The Palestine Post was the main English-language Zionist daily in Palestine under the British Mandate in the interwar period. It was an influential newspaper with ties to the Jewish Agency Executive, the de facto Jewish government in Palestine. Like other Jewish newspapers in the country, it followed with apprehension the developments in Europe, and firmly supported the British war effort against Nazi Germany. At the time when news leaked from Europe, in the fall of 1942, about the systematic, genocidal nature of the German assault on the Jews, Jewish newspapers in Palestine dedicated more coverage to this topic. By the following year, however, news from the frontlines were again dominating the war coverage.1
The Jewish population of Palestine and its institutions could not do much to help the European Jews during the Holocaust. This was a minority population in a British dominion, and the once mighty British Empire itself was having troubles fighting Hitler. As much as they wanted to, they were incapable of doing anything substantial to stop the genocide; and, of course, it did not become known that this was a genocide until already too long into the war.

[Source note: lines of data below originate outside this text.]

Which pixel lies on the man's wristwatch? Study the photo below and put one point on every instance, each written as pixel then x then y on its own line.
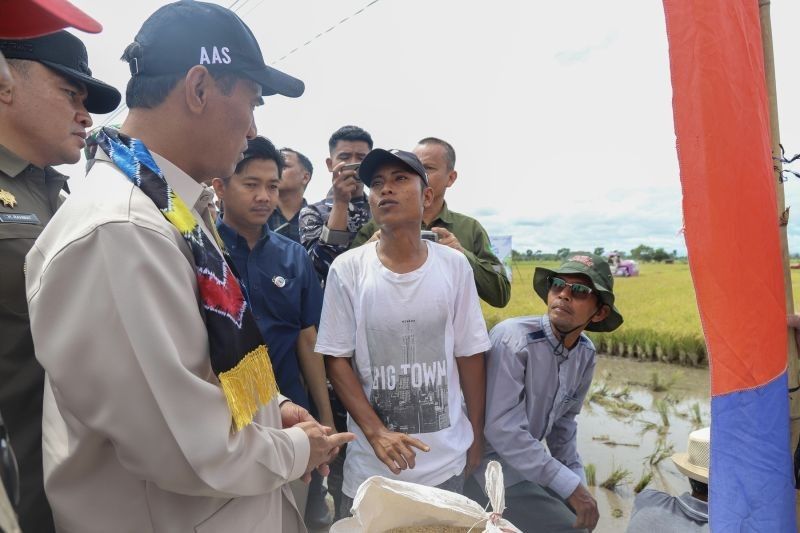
pixel 335 236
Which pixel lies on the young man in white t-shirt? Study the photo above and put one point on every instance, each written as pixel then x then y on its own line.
pixel 403 337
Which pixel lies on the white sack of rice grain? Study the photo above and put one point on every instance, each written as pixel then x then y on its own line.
pixel 388 506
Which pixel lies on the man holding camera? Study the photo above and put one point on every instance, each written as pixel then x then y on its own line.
pixel 403 336
pixel 538 373
pixel 452 229
pixel 327 228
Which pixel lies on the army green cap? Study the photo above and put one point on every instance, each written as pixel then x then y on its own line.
pixel 598 271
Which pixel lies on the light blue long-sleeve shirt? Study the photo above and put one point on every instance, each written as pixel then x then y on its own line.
pixel 532 398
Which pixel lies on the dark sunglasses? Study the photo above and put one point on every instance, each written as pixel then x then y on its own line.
pixel 579 290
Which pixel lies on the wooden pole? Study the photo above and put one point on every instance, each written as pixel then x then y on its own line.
pixel 791 350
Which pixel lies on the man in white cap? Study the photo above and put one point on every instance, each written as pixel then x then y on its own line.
pixel 688 513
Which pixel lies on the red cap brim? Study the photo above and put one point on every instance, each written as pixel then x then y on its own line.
pixel 32 18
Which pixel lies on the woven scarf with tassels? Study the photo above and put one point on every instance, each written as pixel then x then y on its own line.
pixel 238 354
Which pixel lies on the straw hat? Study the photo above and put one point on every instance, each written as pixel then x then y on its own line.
pixel 694 462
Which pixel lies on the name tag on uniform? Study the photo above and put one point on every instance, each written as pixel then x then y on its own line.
pixel 19 218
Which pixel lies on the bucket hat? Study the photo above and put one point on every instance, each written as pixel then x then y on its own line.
pixel 598 271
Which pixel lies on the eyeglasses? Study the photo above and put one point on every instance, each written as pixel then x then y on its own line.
pixel 579 290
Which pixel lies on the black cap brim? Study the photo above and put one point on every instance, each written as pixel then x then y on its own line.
pixel 102 98
pixel 378 157
pixel 273 81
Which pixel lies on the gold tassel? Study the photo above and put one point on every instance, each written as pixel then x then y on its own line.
pixel 249 385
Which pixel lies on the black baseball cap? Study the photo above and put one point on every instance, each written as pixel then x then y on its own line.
pixel 183 34
pixel 66 54
pixel 378 157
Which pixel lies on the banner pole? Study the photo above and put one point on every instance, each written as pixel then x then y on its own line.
pixel 791 349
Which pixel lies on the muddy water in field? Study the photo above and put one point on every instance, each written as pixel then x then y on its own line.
pixel 613 434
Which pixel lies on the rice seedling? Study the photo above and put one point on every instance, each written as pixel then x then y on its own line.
pixel 622 394
pixel 662 408
pixel 662 451
pixel 696 416
pixel 617 477
pixel 672 399
pixel 645 480
pixel 656 384
pixel 629 406
pixel 591 474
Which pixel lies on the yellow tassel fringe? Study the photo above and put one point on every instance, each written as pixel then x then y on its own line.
pixel 248 386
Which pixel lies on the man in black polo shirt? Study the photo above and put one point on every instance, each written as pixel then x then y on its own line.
pixel 44 114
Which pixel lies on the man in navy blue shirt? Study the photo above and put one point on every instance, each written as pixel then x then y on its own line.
pixel 279 278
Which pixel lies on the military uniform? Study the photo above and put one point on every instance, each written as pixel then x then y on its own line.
pixel 29 196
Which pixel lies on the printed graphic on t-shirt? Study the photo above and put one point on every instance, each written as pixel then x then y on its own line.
pixel 409 374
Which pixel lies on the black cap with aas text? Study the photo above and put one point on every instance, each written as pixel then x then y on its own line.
pixel 65 54
pixel 187 33
pixel 378 157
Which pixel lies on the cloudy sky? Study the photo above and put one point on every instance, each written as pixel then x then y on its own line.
pixel 560 112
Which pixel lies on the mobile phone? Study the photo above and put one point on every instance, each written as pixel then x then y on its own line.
pixel 429 235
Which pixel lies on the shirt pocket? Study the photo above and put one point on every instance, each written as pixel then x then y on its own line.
pixel 567 403
pixel 16 240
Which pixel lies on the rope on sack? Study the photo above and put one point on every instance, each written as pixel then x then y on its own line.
pixel 495 489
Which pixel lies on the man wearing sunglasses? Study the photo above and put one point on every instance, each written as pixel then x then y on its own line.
pixel 538 372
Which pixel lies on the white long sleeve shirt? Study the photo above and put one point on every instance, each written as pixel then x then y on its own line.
pixel 136 430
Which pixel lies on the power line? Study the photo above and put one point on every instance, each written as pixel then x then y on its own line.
pixel 236 6
pixel 320 34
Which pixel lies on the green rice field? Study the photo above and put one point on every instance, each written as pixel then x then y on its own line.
pixel 661 318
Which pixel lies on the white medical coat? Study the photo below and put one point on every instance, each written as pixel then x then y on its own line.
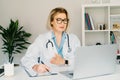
pixel 38 49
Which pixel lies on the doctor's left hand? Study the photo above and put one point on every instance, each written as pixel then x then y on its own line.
pixel 57 60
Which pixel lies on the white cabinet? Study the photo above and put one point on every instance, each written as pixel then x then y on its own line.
pixel 108 14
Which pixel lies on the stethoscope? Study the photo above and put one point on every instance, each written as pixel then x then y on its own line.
pixel 69 48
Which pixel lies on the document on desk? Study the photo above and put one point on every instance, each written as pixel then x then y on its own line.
pixel 47 74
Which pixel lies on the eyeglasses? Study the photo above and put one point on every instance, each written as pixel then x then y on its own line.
pixel 60 20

The Jewish Agency Executive devised a number of rescue actions and military plans for helping the Jews in Europe.2 But for all practical purposes, Jewish reactions in Palestine rarely went beyond what the helpless population could do: public mourning ceremonies, general fasts, black flags in public, debates whether a general strike or adding work hours to workers' days in support of the war effort would make a difference.
A news item in the Palestine Post on the third page of the March 3, 1944 edition, featured here, points to some of the properties of these almost ritualized ways in which the Jews in Palestine mourned and commemorated the catastrophe in Europe. The short note hints at the formulaic and pervasive nature of such gatherings, even if the one recounted must have been one of the less ordinary ones.